By Cory Doctorow at 11:04 pm Wed, Mar 6, 2013
I am glad you reminded me of Sugru – I clicked on the link and Lo! did see a shoe pimped with Sugru. I have a boot with abrasion issues in one spot, was looking at it yesterday, pondering how the devil to fix it. Now I know.
Mysteriously, this was yet another BoingBoing coincidence with my life. Is it celestial, or am I to suffer a Trumanesque bump into the dome at some point??
Sugru actually works really well for abrasion issues in shoes. To get an extra smooth surface, rub the freshly applied sugru with a finger dipped in water.
Just want to caution people to read and follow the directions before buying/using sugru. The disclaimers about shelf life and curing time are not just boilerplate – opened packets will set up pretty quick no matter how tightly you seal them, and you can’t rush the curing process.
For those reasons – and the price – it’s not the right product for me. Not the mfr’s fault by any means, but be prepared.
Just purchase the cheapest acidic silicone and mix it with a fine cornstarch 1:1 (measured by volume). Use wet hands for kneading and shaping. Works wonderfully for a small fraction of price, and opened cartouche of silicone has relatively long shelf life.

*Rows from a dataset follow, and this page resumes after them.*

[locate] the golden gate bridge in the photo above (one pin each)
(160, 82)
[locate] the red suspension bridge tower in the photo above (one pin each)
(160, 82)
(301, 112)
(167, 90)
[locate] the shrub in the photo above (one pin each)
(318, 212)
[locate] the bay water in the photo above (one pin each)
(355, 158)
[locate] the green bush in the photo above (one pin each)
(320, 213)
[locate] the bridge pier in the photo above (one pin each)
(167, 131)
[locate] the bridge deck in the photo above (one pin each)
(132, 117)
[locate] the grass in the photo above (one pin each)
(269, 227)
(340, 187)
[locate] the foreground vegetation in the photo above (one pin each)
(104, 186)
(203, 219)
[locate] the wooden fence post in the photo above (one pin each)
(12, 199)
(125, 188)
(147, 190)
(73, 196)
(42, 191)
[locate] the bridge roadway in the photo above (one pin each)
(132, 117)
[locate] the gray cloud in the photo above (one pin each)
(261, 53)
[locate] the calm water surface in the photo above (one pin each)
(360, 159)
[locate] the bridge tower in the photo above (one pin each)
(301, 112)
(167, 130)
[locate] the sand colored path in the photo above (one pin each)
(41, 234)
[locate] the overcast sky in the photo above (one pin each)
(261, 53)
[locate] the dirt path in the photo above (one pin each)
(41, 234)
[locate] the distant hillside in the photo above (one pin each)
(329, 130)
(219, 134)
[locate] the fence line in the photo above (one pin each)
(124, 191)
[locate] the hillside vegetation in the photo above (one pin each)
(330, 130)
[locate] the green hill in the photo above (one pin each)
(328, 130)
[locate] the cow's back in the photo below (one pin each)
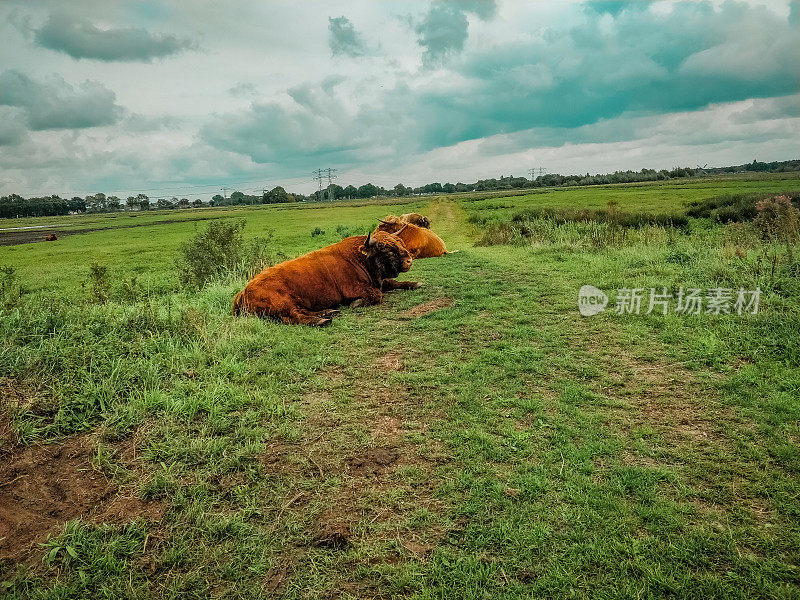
(318, 280)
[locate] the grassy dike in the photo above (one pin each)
(475, 438)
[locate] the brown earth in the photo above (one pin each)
(372, 461)
(44, 486)
(31, 236)
(420, 310)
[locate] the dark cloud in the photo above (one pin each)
(55, 104)
(343, 38)
(651, 63)
(79, 38)
(554, 85)
(614, 7)
(242, 90)
(444, 29)
(12, 128)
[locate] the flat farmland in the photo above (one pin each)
(477, 437)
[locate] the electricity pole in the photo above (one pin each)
(330, 181)
(318, 177)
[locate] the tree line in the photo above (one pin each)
(16, 206)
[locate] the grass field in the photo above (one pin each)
(475, 438)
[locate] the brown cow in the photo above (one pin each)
(307, 289)
(421, 242)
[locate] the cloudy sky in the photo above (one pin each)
(183, 98)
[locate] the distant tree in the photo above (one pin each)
(96, 202)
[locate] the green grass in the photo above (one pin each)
(538, 453)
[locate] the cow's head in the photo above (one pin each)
(386, 254)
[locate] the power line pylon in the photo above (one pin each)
(318, 177)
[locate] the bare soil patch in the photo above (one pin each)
(420, 310)
(372, 462)
(31, 236)
(387, 427)
(44, 486)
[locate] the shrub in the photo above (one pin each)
(732, 208)
(99, 284)
(777, 220)
(219, 251)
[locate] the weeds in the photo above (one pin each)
(220, 251)
(733, 208)
(10, 289)
(99, 284)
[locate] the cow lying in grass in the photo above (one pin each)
(420, 241)
(307, 289)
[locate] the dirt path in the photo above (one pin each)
(34, 235)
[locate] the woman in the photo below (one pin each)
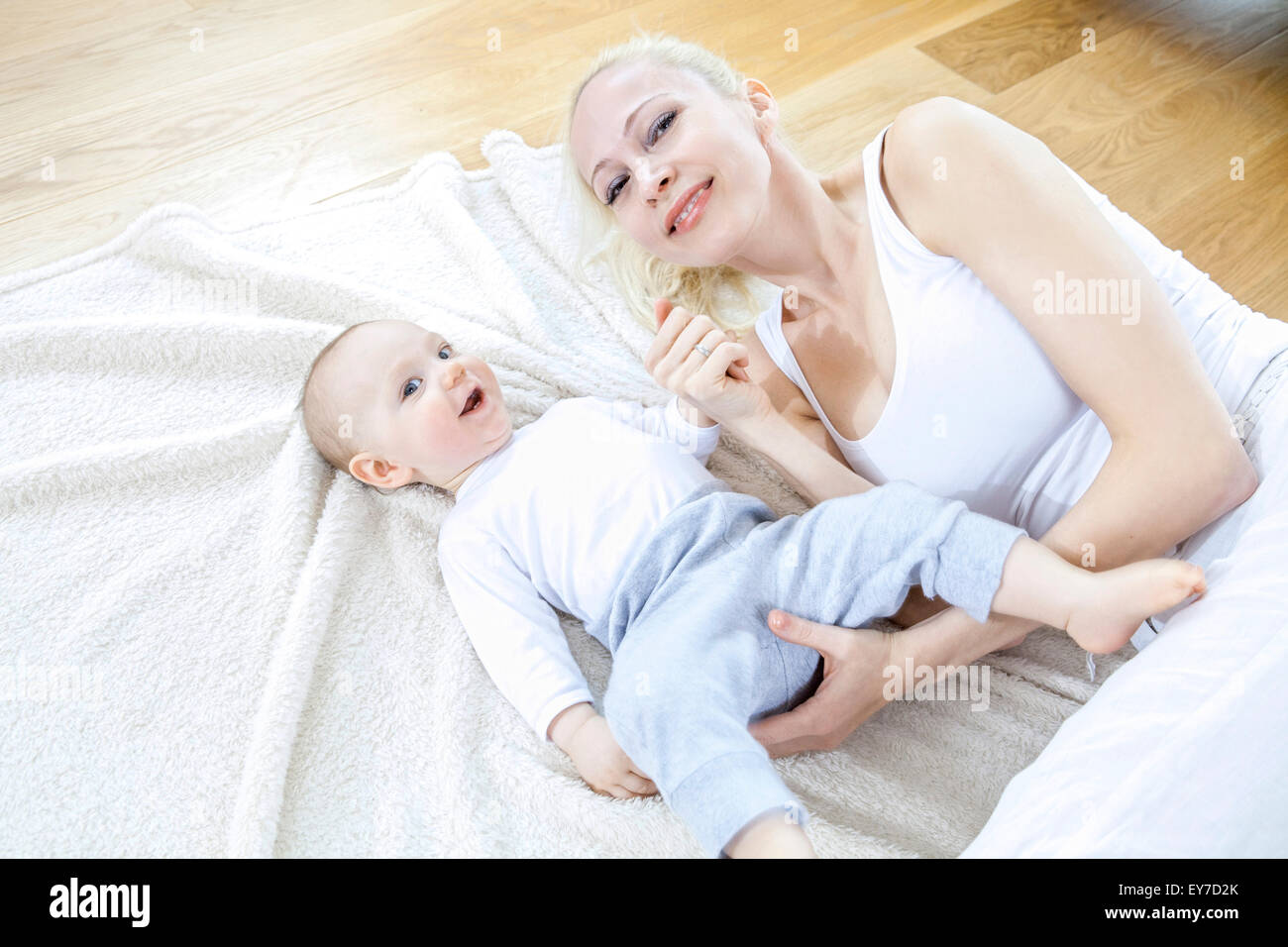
(962, 311)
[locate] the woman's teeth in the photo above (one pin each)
(688, 206)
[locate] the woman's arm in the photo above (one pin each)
(1012, 213)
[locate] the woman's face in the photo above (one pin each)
(682, 140)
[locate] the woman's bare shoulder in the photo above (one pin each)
(761, 368)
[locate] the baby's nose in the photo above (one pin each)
(452, 375)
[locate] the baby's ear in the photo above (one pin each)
(377, 472)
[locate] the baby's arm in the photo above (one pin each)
(677, 421)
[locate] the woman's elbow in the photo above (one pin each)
(1236, 480)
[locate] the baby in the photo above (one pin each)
(605, 510)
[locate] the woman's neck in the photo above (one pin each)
(803, 240)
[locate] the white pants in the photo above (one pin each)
(1181, 750)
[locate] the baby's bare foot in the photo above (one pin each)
(1121, 599)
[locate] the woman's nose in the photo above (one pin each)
(653, 182)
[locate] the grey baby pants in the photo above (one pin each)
(695, 660)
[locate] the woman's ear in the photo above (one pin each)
(764, 106)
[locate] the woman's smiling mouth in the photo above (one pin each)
(688, 209)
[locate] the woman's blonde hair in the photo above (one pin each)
(721, 291)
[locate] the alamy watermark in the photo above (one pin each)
(1078, 296)
(936, 684)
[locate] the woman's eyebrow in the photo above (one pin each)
(626, 128)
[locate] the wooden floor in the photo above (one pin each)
(262, 106)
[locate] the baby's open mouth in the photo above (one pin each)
(473, 401)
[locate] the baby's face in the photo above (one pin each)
(428, 412)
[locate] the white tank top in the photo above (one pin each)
(977, 411)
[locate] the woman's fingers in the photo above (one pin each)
(825, 639)
(669, 368)
(674, 320)
(790, 733)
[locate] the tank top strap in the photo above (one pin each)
(889, 234)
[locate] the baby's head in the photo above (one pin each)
(394, 403)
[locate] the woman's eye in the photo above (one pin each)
(660, 127)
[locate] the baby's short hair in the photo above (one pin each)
(322, 408)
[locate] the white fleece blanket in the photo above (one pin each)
(214, 644)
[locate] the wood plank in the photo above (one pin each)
(1024, 39)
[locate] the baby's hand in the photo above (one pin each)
(601, 763)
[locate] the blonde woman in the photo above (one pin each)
(962, 311)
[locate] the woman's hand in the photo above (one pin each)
(862, 667)
(853, 688)
(716, 384)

I have used shoe goo for repairing my shoes, is this related?
OK, I should have googled this before posting. It doesn’t seem to be the same company (but I haven’t ruled it out). I expect Sugru was inspired by Shoe Goo. I have used Shoe Goo for shoes, certainly, but also for other things. When my wireframes broke where the temple (almost) meets the lens, I used SG, it had a transparent light gold color, so it was hardly noticeable, and I used it for a couple years. I also used it to bond a rubber furniture stop to the peg of my upright bass. It lasted about three years, the furniture stop that is. It’s been three or four since the stop gave out, but the SG is still going fine.